Eight Whale Bells are on display in Futurium’s Thinking Space Nature. They symbolise the conflict that arises from human intervention in nature: “Millions of years ago, whales sang and communicated throughout their pristine seas, long before humankind began to pollute the ocean with the noise of human activity,” Kendler says.
Jenny Kendler and Andrew Bearnot with the Whale Bells.
Photo: David Sampson
The two artists are fascinated by whale communication. “The songs of whales are complex, and we still know so little about them,” Bearnot says. For the artist, whale communication is a language and, at the same time, an art form. “Or something in between.” According to Bearnot, it is a sign that the concept of human exceptionalism is not tenable, because the latter is based on the belief that humans are the only species that has language or creates art.
Melancholic and mysterious
“What could be more melancholy, beautiful and mysterious than the song of whales in the depths of the sea?” Jenny Kendler asks. In her view, we should understand it as a message urging us to stop exploiting the earth. “Although whale hunting has become less common, it’s still practised in Norway, Iceland and Japan. Many whale species also suffer from noise pollution in the oceans.”
And that is something that should not be underestimated: industrial shipping, seismic exploitation of oil and gas deposits, as well as naval sonar, can disrupt whale communication and, in some cases, even lead to the death of the animals. For example, if they surface too quickly in order to escape the noise and, as a result, bleed to death. According to Kendler, this fact still receives far too little attention.
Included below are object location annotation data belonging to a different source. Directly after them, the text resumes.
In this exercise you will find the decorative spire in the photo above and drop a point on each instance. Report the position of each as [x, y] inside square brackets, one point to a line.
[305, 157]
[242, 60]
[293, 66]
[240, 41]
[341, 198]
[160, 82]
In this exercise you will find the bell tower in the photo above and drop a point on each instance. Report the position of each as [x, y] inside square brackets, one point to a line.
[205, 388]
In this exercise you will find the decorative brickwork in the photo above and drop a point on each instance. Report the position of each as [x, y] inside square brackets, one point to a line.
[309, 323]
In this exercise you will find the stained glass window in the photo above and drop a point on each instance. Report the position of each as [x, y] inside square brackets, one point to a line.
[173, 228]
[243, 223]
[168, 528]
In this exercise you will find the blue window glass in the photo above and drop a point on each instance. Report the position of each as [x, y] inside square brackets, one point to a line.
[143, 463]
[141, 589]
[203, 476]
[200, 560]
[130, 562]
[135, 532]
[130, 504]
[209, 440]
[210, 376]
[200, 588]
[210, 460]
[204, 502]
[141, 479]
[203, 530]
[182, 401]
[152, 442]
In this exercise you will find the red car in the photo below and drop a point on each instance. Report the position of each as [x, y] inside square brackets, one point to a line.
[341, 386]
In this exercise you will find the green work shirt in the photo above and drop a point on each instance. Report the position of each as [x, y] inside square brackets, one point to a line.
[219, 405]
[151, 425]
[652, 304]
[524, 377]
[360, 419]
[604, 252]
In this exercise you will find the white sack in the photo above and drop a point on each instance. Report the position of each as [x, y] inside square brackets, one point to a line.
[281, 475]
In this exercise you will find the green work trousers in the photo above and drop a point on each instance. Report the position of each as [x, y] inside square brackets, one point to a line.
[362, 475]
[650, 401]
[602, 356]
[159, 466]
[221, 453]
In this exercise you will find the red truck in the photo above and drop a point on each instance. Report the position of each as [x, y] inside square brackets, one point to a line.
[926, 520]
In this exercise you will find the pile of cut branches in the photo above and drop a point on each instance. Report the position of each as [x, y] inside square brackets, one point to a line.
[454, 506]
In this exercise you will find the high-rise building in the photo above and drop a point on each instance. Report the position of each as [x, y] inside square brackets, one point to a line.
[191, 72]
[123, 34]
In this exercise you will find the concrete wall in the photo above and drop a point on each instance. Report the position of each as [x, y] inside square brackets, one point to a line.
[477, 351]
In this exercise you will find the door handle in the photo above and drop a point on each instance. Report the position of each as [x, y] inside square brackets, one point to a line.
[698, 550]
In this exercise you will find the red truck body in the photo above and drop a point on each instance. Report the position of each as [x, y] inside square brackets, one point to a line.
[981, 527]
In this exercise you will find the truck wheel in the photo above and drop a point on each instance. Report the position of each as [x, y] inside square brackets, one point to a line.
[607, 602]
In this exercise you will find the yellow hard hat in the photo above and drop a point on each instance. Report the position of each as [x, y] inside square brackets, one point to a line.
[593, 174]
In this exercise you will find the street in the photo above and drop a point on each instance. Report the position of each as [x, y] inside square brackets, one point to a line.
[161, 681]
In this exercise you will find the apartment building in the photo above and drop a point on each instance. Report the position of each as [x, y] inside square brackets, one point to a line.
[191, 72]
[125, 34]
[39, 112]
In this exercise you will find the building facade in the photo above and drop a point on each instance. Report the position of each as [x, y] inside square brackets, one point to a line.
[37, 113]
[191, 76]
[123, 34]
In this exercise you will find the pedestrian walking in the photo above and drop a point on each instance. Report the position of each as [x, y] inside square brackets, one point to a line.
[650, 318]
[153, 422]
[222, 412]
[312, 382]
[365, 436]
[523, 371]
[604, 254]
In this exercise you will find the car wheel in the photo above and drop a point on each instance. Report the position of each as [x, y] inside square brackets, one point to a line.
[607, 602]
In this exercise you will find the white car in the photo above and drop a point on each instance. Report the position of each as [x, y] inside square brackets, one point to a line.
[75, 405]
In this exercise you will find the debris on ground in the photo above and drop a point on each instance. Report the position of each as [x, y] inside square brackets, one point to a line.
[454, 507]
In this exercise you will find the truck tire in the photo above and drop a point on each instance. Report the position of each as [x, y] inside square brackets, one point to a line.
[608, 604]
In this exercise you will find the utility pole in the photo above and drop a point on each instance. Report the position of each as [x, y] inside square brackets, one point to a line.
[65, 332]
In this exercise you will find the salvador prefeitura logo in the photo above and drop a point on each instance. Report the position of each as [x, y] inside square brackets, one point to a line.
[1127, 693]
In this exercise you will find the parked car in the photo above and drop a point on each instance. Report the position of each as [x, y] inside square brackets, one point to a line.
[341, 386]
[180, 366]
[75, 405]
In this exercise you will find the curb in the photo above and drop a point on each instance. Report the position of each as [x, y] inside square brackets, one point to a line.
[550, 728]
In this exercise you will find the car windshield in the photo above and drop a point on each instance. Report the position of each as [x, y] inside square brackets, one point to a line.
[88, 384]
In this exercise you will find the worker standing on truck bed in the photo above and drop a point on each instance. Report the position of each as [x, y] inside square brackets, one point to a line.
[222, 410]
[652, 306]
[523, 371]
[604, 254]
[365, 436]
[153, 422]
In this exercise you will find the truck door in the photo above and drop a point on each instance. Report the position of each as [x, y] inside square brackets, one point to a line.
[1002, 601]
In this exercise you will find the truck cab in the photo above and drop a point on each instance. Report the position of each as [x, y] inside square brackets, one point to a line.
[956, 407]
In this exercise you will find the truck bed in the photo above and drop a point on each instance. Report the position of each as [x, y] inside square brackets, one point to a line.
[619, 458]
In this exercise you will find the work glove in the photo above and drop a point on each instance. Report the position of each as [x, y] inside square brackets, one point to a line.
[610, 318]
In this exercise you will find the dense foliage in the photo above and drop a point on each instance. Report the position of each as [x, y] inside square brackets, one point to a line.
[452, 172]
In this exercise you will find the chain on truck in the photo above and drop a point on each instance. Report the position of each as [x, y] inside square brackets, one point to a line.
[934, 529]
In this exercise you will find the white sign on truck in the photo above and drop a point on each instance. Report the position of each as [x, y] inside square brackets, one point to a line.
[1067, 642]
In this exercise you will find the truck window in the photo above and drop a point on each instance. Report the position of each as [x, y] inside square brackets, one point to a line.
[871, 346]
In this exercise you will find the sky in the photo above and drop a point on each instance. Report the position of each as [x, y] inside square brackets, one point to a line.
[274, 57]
Strange interaction between whales, oil and climate change
Whale Bellswants to change that: the ombré tones – that is, tones that shade into each other – of the hand-blown glass bells are meant to evoke the depths of the oceans, while the ropes and knotwork are reminiscent of nautical techniques. “When a sailor dies at sea, a bell is tolled eight times to signal the end of the watch,” Kendler explains. The bells are also symbolic of the strange interaction between whales, oil and climate change: “Whales were hunted to extinction because of their so-called blubber, the animals’ tran, which was used as oil for lamps and as machine lubrication during the early days of industrialisation,” Andrew Bearnot says.
With the industrial production of oil, the hunting of whales decreased. “The whales were saved by industry, so to speak.” But only at first glance, because today the industrial noise pollution caused by the extraction of oil and gas in the depths of the seas presents an acute threat to the whales.
Kendler says: “We hope to move the viewers of Whale Bells to think in new ways about our relations to these mysterious ‘others’ and to their habitat.”